To add GDI-specific SHACL validation, perform the following steps:
- Access the GDI-specific SHACL shapes from this GDI metadata repository.
- Download each SHACL shape file (e.g.,
Resource.ttl
and others).
- Login to FDP using an admin account.
- Navigate to Metadata Schemas (located in the dropdown under your username).
- For each shape file:
- Open the editor and paste the contents of
Resource.ttl
(or other shapes). - Add a description to document the purpose or release information.

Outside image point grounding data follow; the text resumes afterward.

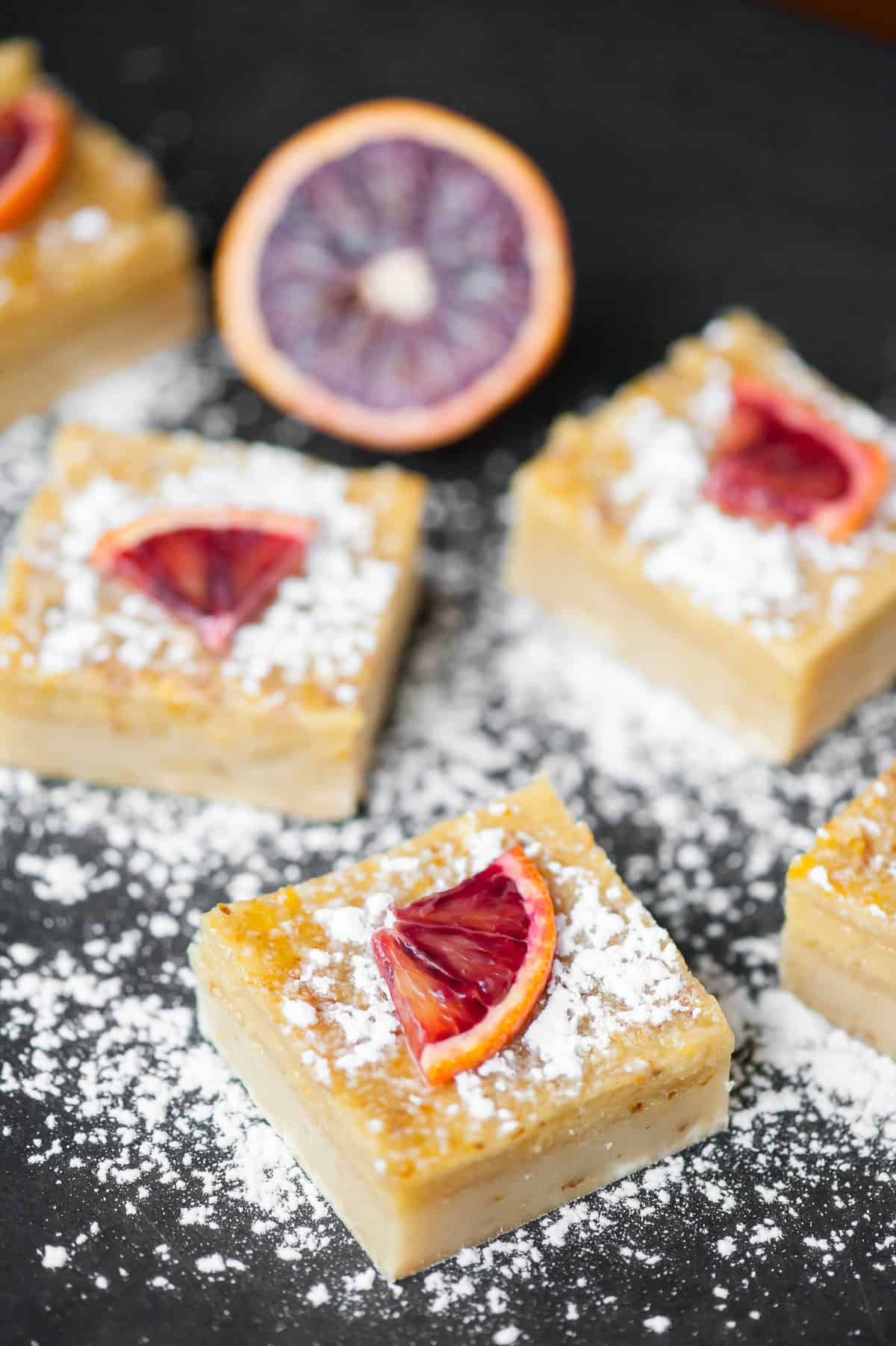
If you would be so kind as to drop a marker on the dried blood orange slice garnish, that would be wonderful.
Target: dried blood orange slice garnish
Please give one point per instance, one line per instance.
(780, 461)
(464, 968)
(35, 129)
(394, 275)
(214, 568)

- Ensure the abstract checkbox is selected when uploading
Resource.ttl
, as most other classes derive from it. - For other shapes, uncheck the abstract checkbox.
- Press Save and Release to finalize the shape.

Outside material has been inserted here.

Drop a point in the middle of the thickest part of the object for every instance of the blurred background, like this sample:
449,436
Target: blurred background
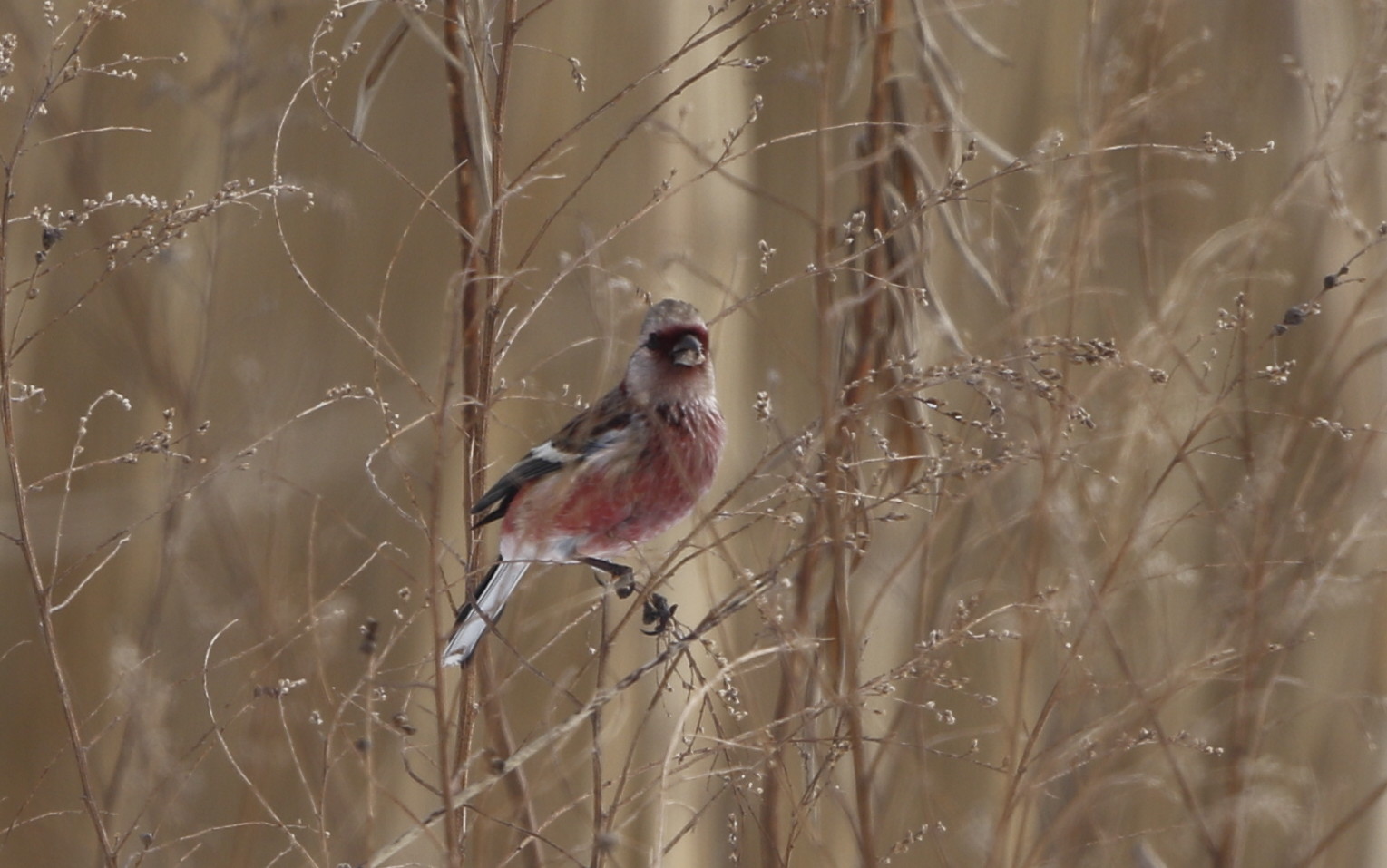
1050,341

- Provide a meaningful description and version number for the release.
- Check the public checkbox to make the shape accessible.
- Press Release to complete the upload.
- Open the editor and paste the contents of
Repeat these steps for each SHACL shape file.
The following metadata fields are currently supported:
Property Name | Example Data |
---|---|
contact_point | VCard(hasEmail=[mailto:data-access-committee@xumc.nl], full_name=[Data Access Committee of the x UMC], hasUID=https://ror.org/05wg1m734) |
creator | Agent(name=[Academic Medical Center], identifier=https://ror.org/05wg1m734) |
description | This dataset is part of the GDI MS8 milestone, focused on the distributed analysis of COVID-19 cases (GWAS) and allele frequency lookup for infectious diseases. It contains synthetic data designed to replicate COVID-19-related genetic studies, including risk variants associated with severe disease outcomes. The data is used for federated analysis across multiple nodes to identify genomic associations and variant prevalence. |
number_of_patients | 100 |
issued | 2024-07-01T11:11:11 |
keywords | Covid, Smokers, (free to choose) |
identifier | GDID-[0-9a-f]{8}-[0-9a-f]{4} |
modified | 2024-06-04T13:36:10.246Z |
publisher | Agent(name=[Radboud University Medical Center], identifier=https://ror.org/05wg1m734, mbox=[mailto:test@health-ri.nl]) |
theme | http://publications.europa.eu/resource/authority/data-theme/HEAL |
title | COVID-19 GWAS and Allele Frequency Lookup Dataset for GDI MS 8 |
number_of_participant | 100 |
phenotypes | Age (min and max) |
accessRights | DUO:0000006, DUO:0000017, DUO:0000018 (General research use, Infectious Disease research use, Genomic research on complex diseases) |
Property Name | Example Data |
---|---|
title | GWAS and Allele Frequency Lookup Data Distribution for GDI MS8 |
description | VCF file containing COVID-19 case/control data for GDI MS8 demonstration. |
access_url | https://example.com/dataset/GDI-MS8-COVID19.vcf |
media_type | https://www.iana.org/assignments/media-types/application/vcf |
license | https://creativecommons.org/licenses/by-sa/4.0/ |
To onboard large datasets more efficiently, you can use a Jupyter notebook to automate this process. Clone the Sempyro repository and run the notebook using:
hatch run docs:jupyter lab
As a reference, an MS8 template/example is available in the Usage_example_GDI.ipynb
notebook for streamlined metadata upload to FDP.